Savor the moment. For the first time in history, two women were the principals in the traditional "kissing hands upon appointment"—a ceremony in which the leader of the winning party is summoned to Buckingham Palace, there to be designated Prime Minister of Britain by the monarch and asked to form a government. The monarch, of course, was Queen Elizabeth II. The Prime Minister was Margaret Hilda Thatcher, 53, a grocer's daughter from the English Midlands, who last week led her Conservative Party to a decisive victory over James Callaghan's Labor Party. The Tories won a solid majority of 43 seats in the 635-member House of Commons,* and Thatcher thereby became not only the first woman to head a British government but the first to lead a major Western nation.
Even before the vote tally established that the Conservatives had an absolute majority of 318 seats, outgoing Prime Minister Callaghan drove to Buckingham Palace last Friday to hand in his resignation to the Queen. Minutes after he left the palace precincts, Thatcher was on her way to "kiss hands" and receive the royal commission to form a government. Denis Thatcher accompanied his wife to the palace; like Prime Ministers' spouses before him, he remained downstairs to chat with the Queen's aides.
Following an audience that lasted 45 minutes, the Thatchers drove in a black Rover limousine to No. 10 Downing Street, the official residence of Prime Ministers. The Callaghans had already packed and left, not in haste but in keeping with a longstanding British tradition that the transfer of power in all its aspects should be quick and decorous.
Downing Street was packed with well-wishers and photographers when Thatcher arrived. Expressing delight and excitement over her victory, Britain's "Iron Lady" made a conciliatory statement clearly addressed to a nation poised uneasily for change: "I would like to remember some words of St. Francis of Assisi, which I think are particularly apt at the moment: 'Where there is discord, may we bring harmony; where there is doubt, may we bring faith; where there is despair, may we bring hope.' Now that the election is over, may we get together and strive to serve and strengthen the country."

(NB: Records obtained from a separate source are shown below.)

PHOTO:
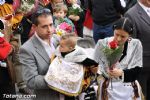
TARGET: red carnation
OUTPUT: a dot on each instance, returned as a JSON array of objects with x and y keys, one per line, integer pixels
[{"x": 113, "y": 44}]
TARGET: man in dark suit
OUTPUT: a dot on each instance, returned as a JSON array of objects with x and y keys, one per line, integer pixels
[
  {"x": 35, "y": 56},
  {"x": 140, "y": 16}
]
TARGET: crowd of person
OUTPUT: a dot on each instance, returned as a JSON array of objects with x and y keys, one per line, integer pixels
[{"x": 33, "y": 33}]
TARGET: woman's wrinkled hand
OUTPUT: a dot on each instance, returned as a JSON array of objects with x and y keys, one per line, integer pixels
[{"x": 115, "y": 72}]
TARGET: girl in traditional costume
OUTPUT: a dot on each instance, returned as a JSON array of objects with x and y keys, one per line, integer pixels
[{"x": 120, "y": 81}]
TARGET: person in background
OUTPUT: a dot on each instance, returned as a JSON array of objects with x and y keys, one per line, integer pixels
[
  {"x": 7, "y": 78},
  {"x": 120, "y": 81},
  {"x": 139, "y": 14},
  {"x": 104, "y": 13},
  {"x": 59, "y": 13}
]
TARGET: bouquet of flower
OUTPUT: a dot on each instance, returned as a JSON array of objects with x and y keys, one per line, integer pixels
[
  {"x": 74, "y": 10},
  {"x": 27, "y": 6},
  {"x": 63, "y": 28},
  {"x": 113, "y": 52}
]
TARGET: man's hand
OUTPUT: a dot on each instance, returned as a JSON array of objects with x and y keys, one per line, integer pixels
[{"x": 115, "y": 72}]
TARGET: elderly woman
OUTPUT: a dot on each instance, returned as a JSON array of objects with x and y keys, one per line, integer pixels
[{"x": 119, "y": 82}]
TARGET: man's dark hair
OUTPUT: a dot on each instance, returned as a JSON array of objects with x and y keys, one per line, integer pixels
[{"x": 40, "y": 12}]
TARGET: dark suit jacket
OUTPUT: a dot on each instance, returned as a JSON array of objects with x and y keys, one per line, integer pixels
[
  {"x": 141, "y": 30},
  {"x": 35, "y": 63}
]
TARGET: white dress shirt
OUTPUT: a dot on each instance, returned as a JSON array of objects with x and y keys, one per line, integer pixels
[
  {"x": 50, "y": 49},
  {"x": 146, "y": 9}
]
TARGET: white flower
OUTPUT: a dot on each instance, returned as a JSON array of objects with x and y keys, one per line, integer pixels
[{"x": 2, "y": 2}]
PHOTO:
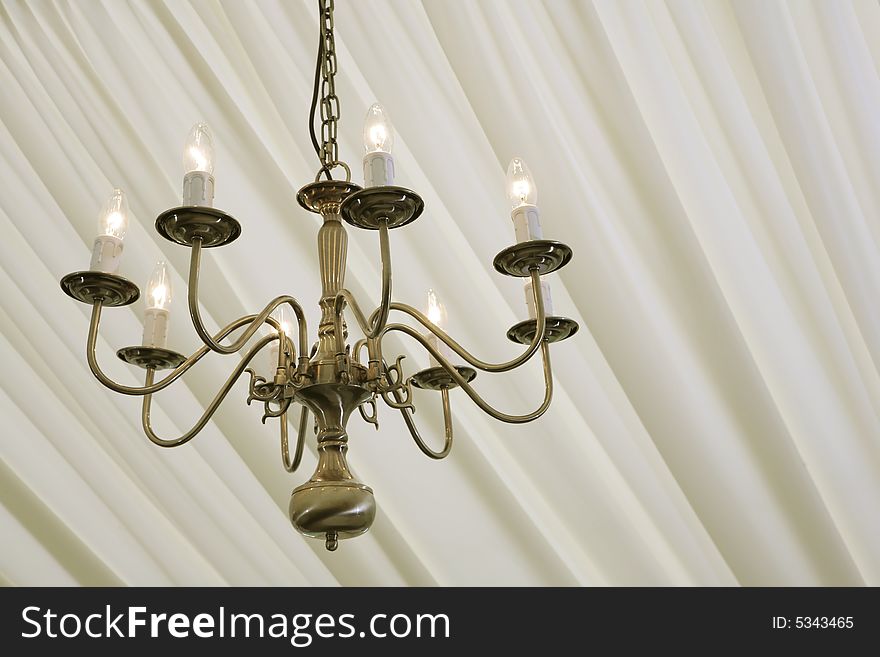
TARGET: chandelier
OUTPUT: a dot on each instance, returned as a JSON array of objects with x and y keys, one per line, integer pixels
[{"x": 329, "y": 378}]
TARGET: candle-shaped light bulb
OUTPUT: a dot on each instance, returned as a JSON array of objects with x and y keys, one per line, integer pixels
[
  {"x": 436, "y": 310},
  {"x": 159, "y": 288},
  {"x": 521, "y": 189},
  {"x": 198, "y": 153},
  {"x": 112, "y": 225},
  {"x": 523, "y": 194},
  {"x": 436, "y": 313},
  {"x": 198, "y": 167},
  {"x": 158, "y": 301},
  {"x": 378, "y": 140},
  {"x": 114, "y": 215},
  {"x": 378, "y": 133},
  {"x": 281, "y": 315}
]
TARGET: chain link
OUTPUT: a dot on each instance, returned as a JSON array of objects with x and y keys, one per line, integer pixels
[{"x": 329, "y": 102}]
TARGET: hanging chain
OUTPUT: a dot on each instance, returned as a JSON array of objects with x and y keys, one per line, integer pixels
[{"x": 328, "y": 151}]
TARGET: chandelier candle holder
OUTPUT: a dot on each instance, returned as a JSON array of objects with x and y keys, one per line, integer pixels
[{"x": 329, "y": 377}]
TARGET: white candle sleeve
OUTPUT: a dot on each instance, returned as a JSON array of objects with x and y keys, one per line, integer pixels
[
  {"x": 198, "y": 189},
  {"x": 378, "y": 169},
  {"x": 106, "y": 253},
  {"x": 530, "y": 300},
  {"x": 155, "y": 328},
  {"x": 526, "y": 223}
]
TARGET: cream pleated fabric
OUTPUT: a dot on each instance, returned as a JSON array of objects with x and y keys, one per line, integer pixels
[{"x": 715, "y": 167}]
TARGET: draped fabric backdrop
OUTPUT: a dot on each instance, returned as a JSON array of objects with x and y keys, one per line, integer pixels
[{"x": 714, "y": 165}]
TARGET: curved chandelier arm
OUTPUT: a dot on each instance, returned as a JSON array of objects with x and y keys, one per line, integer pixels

At Labor Party headquarters a few blocks away, "Sunny Jim" Callaghan, 67, spoke of his defeat with the same reserve and gentle dignity that marked his campaign. He publicly congratulated his successor as Prime Minister. "It is a great office," he said, "a wonderful privilege, and for a woman to occupy that office is, I think, a tremendous moment in the country's history. Therefore, everybody must on behalf of all our people wish her well and wish her success."